En 2008, les talibans ont pris le contrôle de la vallée de Swat, une région
reculée du Nord-Est du Pakistan. Ils y ont rapidement mis en application leur
programme d’extrémistes musulmans. Pas de télé. Zéro film. Pas de femmes
circulant sans escorte masculine. Pas de filles à l’école.

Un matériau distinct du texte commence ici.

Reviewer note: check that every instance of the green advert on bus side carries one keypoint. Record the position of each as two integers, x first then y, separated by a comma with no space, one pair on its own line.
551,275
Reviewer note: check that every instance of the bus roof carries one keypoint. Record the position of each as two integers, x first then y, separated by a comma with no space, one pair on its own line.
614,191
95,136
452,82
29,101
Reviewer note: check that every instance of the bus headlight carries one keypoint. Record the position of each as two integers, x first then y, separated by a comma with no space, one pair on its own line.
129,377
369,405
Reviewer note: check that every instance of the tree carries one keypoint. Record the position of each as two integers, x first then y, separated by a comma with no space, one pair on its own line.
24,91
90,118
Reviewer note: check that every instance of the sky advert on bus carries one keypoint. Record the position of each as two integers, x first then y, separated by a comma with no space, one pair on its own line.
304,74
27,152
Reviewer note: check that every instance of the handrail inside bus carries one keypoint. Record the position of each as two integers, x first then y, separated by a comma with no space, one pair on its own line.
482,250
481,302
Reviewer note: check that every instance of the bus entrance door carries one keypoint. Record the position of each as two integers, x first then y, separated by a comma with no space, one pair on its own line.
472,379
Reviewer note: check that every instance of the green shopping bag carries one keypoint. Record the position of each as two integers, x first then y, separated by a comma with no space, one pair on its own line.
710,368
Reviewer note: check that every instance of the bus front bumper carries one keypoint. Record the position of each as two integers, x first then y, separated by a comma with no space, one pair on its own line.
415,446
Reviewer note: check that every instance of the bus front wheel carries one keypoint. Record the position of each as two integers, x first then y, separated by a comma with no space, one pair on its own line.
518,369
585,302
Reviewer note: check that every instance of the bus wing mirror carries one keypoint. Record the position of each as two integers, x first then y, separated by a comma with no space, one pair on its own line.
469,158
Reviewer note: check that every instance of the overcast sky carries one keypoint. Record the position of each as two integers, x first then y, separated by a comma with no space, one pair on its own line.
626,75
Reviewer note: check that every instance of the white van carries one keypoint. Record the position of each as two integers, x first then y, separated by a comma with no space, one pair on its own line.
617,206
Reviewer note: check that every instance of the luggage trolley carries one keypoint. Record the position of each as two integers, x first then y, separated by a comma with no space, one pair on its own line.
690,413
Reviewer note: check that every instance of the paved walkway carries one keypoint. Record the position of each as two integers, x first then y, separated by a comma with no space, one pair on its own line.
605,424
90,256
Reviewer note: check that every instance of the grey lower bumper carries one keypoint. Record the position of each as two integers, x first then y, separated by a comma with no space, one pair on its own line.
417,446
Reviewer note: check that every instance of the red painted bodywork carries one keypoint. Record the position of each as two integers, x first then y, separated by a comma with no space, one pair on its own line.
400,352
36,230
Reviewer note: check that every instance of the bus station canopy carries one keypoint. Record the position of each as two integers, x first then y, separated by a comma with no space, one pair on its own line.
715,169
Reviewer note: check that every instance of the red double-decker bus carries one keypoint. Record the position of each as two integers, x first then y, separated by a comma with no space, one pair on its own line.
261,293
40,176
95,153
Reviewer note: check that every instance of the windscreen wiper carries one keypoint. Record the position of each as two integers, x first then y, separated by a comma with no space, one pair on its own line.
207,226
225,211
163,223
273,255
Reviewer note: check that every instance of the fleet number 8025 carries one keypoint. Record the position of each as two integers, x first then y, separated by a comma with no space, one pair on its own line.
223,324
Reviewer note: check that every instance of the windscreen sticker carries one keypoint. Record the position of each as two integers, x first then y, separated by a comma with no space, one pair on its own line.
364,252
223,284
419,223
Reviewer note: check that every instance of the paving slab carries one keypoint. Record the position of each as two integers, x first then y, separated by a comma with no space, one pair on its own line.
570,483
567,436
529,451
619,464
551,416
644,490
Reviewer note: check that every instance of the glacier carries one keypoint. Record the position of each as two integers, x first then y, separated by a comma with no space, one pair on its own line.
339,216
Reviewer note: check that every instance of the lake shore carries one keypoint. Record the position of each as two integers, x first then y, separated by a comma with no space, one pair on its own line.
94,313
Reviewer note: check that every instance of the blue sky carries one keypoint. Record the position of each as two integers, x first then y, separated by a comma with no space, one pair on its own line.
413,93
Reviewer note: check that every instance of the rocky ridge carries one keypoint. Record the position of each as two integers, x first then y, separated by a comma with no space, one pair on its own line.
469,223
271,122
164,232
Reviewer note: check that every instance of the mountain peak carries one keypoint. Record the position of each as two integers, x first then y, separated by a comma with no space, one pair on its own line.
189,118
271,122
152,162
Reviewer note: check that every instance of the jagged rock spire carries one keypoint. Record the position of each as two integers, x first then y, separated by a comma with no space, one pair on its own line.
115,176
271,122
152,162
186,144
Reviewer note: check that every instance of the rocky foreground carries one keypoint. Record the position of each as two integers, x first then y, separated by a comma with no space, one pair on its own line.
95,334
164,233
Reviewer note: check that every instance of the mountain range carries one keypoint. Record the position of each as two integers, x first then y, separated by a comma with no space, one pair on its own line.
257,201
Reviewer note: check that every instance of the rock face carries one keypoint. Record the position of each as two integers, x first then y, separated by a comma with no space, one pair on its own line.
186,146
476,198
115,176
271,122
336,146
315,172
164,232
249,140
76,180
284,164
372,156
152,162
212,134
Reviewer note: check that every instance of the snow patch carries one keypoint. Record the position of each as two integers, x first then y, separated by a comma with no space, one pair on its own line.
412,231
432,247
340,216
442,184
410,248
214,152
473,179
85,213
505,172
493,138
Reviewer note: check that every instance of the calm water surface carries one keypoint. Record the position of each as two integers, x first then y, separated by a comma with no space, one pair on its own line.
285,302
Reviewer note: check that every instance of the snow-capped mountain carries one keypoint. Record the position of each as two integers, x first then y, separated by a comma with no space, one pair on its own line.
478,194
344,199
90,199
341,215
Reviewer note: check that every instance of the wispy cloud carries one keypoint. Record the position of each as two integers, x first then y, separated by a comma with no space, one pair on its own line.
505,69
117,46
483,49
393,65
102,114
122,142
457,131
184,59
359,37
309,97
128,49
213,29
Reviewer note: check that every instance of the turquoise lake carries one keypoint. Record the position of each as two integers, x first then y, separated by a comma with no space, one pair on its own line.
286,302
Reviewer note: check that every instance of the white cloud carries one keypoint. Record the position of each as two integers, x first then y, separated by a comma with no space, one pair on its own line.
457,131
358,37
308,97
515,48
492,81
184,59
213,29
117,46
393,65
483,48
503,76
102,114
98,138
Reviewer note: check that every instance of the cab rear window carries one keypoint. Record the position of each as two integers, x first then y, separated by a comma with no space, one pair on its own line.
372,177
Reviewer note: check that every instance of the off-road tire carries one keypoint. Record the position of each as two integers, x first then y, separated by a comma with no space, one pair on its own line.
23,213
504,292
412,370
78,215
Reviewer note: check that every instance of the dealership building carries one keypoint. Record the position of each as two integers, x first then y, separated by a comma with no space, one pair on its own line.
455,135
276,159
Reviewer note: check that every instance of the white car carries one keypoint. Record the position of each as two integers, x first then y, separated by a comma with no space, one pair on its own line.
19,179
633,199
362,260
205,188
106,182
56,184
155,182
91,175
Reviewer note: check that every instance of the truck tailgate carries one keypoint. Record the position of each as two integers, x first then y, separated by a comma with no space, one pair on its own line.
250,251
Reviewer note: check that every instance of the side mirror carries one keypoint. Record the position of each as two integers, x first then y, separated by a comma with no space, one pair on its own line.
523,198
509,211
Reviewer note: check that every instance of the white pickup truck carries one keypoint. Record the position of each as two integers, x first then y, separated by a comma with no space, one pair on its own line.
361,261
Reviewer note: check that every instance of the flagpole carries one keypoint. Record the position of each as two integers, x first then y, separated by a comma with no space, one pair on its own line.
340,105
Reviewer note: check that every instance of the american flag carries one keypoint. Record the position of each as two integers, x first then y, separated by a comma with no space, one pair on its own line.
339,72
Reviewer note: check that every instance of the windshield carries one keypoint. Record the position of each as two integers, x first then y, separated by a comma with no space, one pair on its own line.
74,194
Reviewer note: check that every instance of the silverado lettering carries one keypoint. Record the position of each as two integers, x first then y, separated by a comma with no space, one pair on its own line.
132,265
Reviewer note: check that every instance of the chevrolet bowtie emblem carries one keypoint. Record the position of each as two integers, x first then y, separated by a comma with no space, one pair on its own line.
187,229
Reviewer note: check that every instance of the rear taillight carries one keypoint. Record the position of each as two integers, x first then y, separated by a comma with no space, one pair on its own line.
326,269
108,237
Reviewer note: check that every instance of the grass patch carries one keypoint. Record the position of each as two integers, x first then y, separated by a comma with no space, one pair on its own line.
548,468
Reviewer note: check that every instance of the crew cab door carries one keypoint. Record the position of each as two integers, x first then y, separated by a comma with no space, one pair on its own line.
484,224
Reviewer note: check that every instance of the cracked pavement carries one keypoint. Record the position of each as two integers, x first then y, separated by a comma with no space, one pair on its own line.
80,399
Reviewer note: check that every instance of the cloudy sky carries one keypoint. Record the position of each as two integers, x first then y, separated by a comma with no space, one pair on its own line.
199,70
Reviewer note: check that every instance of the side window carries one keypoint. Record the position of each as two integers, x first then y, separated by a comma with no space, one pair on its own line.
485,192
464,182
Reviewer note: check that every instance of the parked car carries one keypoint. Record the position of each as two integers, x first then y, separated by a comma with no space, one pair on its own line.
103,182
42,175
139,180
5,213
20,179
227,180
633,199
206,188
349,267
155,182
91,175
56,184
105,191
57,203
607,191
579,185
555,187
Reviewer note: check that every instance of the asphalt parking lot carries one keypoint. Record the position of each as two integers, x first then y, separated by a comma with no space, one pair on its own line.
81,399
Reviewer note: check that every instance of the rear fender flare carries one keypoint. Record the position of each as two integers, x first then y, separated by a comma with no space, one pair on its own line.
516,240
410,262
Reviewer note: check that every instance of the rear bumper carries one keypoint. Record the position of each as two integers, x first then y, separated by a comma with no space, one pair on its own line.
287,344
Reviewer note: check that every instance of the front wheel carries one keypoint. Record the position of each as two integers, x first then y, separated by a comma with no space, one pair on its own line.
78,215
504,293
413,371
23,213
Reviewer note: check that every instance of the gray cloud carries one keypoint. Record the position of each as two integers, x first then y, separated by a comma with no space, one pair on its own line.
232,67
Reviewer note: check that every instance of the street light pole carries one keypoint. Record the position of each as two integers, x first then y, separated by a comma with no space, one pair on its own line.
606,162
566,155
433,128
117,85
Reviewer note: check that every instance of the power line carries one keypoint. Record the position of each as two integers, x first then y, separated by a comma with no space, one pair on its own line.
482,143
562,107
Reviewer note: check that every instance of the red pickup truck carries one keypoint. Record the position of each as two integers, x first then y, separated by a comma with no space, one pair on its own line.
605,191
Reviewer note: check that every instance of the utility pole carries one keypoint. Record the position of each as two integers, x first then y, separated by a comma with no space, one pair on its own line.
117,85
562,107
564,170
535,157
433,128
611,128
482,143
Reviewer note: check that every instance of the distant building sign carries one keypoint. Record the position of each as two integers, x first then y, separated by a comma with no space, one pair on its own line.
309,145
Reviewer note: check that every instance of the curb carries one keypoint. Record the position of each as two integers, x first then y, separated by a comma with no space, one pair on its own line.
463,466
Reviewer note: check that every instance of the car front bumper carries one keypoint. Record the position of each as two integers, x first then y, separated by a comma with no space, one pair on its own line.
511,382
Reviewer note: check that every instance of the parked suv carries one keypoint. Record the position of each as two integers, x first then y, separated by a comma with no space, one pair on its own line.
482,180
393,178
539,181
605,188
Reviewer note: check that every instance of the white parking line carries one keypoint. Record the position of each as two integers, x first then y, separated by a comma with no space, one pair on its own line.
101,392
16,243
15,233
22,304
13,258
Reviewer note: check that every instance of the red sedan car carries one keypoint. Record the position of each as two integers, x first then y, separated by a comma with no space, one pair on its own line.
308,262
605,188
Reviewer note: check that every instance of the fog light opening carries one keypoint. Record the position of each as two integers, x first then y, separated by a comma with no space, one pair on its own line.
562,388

En 2009, une petite villageoise pakistanaise de onze ans, Malala Yousafzai,
révoltée par l’interdiction faite aux filles de fréquenter l’école, a décidé de
poursuivre sa scolarité, se rendant chaque jour en classe au péril de sa vie et de
celle de son père ; il lui arrivait également d’assister à des conférences dans des
villes voisines. « Comment les talibans osent-ils me retirer mon droit d’aller à
l’école ? », écrivait-elle en ligne.
Un jour de 2012, alors qu’elle rentrait chez elle en bus, elle a reçu un coup de
feu en pleine tête. Un taliban masqué armé d’un fusil était monté à bord du
véhicule aux cris de : « Qui est Malala ? Dépêchez-vous de me le dire, sinon je
bute tout le monde ici. » Malala s’était alors désignée (faisant preuve d’un
stupéfiant courage), et le soldat lui avait tiré dessus sous les yeux des autres
passagers.
Malala a alors sombré dans le coma et failli y laisser la vie. Les talibans ont fait
savoir publiquement que si elle survivait, ils les tueraient tous les deux, elle et
son père.
Aujourd’hui, Malala est toujours vivante. Dans ses livres, devenus des best-
sellers, elle continue de dénoncer les violences faites aux femmes et l’oppression
qu’elles subissent dans les pays musulmans. En 2014, le prix Nobel de la paix lui
a été décerné, récompensant son militantisme intransigeant. Tout se passe
comme si cette balle dans la tête avait élargi son audience à l’échelle planétaire
en même temps qu’elle décuplait son courage. Il lui aurait été si facile de dire :
« Que puis-je y faire ? » ou « Je n’ai pas le choix. » Et nul ne lui en aurait fait le
reproche. Mais elle a fait un choix opposé.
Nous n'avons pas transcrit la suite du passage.